I’m relatively new to Amtrak and preparing to take our second trip soon. The wife and I got a good deal (used amsnag) on a round trip from CHI to ALB in August w/a roomette on the LSL, trains 448/449. We’ve rethought our travel plans and now want to continue on to SPG from ALB and return from there as well on the same trains, same dates, except we’d like to move from the sleeper into coach for the ALB -SPG portion. When I price that as a separate reservation it’s only an extra $54 round trip in coach from ALB to SPG. When I check on Amtrak.com as a “multi-city” booking, it says it would cost $600 more for the two of us! Can I just book that coach fare separately from my original reservation and have two reservations on the same train? Does Amtrak care or allow this? I don’t want to mess up the good deal I got by trying to combine it into one reservation. And, if I did two separate reservations would Amtrak make us actually get off the sleeper car or would they let us just move up through the train to a coach car in ALB (and vice versa on the way back)? Thanks.


----------



## oregon pioneer (May 9, 2017)

I don't know why the Albany-Springfield trip in coach can't be done as a new reservation, though someone else might know more about that than I do.
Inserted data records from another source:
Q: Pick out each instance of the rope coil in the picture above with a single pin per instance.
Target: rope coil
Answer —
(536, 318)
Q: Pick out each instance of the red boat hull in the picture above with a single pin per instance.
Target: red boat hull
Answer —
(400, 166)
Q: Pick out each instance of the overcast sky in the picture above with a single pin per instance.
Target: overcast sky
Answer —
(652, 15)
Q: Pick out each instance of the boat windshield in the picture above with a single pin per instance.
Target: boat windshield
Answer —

I've moved from sleeper to coach on the same train. I had to get off the train, walk down the platform, and re-board into the coach car. At least, it won't be 5am when you are in Albany!
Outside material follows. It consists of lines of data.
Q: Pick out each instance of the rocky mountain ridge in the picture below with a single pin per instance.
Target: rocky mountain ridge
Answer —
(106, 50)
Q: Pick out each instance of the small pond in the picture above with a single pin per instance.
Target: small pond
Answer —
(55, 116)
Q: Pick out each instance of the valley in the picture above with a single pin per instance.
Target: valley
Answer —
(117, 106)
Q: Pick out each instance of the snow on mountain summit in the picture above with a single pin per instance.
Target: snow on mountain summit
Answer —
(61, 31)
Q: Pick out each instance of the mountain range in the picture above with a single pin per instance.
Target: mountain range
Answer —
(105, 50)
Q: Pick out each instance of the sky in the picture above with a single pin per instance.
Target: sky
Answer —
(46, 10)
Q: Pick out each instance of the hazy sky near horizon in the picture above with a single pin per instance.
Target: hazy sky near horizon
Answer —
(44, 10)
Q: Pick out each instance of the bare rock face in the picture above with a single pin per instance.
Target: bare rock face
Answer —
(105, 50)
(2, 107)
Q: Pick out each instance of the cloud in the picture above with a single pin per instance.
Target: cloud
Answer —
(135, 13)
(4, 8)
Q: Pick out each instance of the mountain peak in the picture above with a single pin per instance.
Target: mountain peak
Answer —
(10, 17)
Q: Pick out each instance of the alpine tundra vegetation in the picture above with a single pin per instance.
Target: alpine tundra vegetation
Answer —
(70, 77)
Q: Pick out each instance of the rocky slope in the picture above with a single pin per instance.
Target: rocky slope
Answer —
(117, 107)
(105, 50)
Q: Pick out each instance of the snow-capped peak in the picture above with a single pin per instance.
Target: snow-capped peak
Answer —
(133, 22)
It's a good idea to book your new reservation with an agent, so you can ask them to "link" the reservation to your existing one.
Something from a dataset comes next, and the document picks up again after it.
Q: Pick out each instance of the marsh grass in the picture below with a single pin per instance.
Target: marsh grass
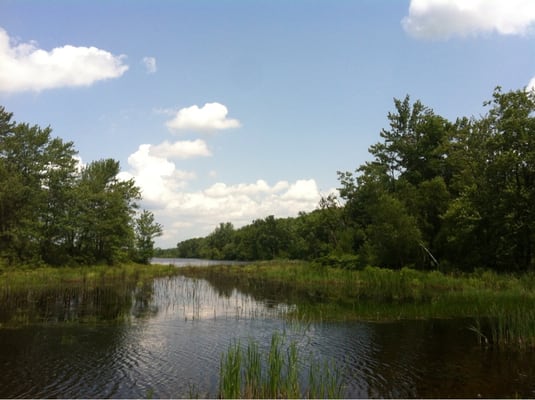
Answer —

(Background: the reason I moved into coach was that, under the old AGR zone system, I had only enough points to get from Oregon to CIN, a zone border city on the Cardinal route. The roomette from CIN to my destination that evening was astronomically priced, so I paid for a coach seat. I wanted to be awake by dawn anyway, for the New River Gorge. The reservation had to be separate because of the two sources of payment: points and cash. The agent told me they "linked" the reservations, so the conductor was aware that I was getting off the sleeper car and re-boarding on the coach car).


----------



## the_traveler (May 9, 2017)

Yes, you can just book the ALB-SPG segment in coach separately.

In Albany, the LSL is split between the Boston segment (#448) and the New York segment (#48). They are usually placed on tracks on either side of the same platform. The Boston segment consists of a sleeper, 2 coaches and the café car. So you can either walk thru (not more than) 1 car to change, or on the platform. The LSL stays in ALB for 30 minutes or more.

The reason the sleeper fare was so much more is that the computer priced it at the curreNt fare, which most likely rose since you purchased your tickets. There is no guarantee, but if you ask your sleeper car attendant (SCA) there is a chance you can remain in your room throughout the trip! You will not received the included meal east of Albany though. (This is assuming your room is in the "20" car.) But you still would need to purchase the ALB-SPG coach ticket.

Enjoy your trip!


----------



## Lonestar648 (May 9, 2017)

Purchase your Coach fare separate but have the reservation linked. I had to do this when my grand children were traveling and we had a change of adults. The first agent was confused so I just politely hung up and tried again. I got a very knowledgeable agent who made everything even better than I had thought it would be.

Tell your SCA during a free time that you have a coach ticket beyond Albany. The SCA might say that the sleeper is not full leaving Albany so stay where you are. Some of the SCAs are really accommodating that way. If they do I always tip accordingly.

For your return you will be in Coach then before Albany tell the Conductor you are in the Boston sleeper to Chicago. They might let you move before arriving. New Conductors will get on in Albany.

Have a great trip.


----------



## PVD (May 9, 2017)

The Albany to Boston segment also includes a full bag. Someday, either the NYP or BOS section will probably become a bag-dorm, they could use the revenue rooms, and 2 full bags is probably overkill.


----------



## John_S (May 12, 2017)

Okay, I did call Amtrak and speak with an agent as was suggested. The agent did not "link" a separate reservation, she just added on the coach portion to my existing reservation. The difference in price was actually half of what the coach saver fare would have been had I booked it separately on Amtrak.com. Thanks for the advice to call Amtrak. It saved me some money!


----------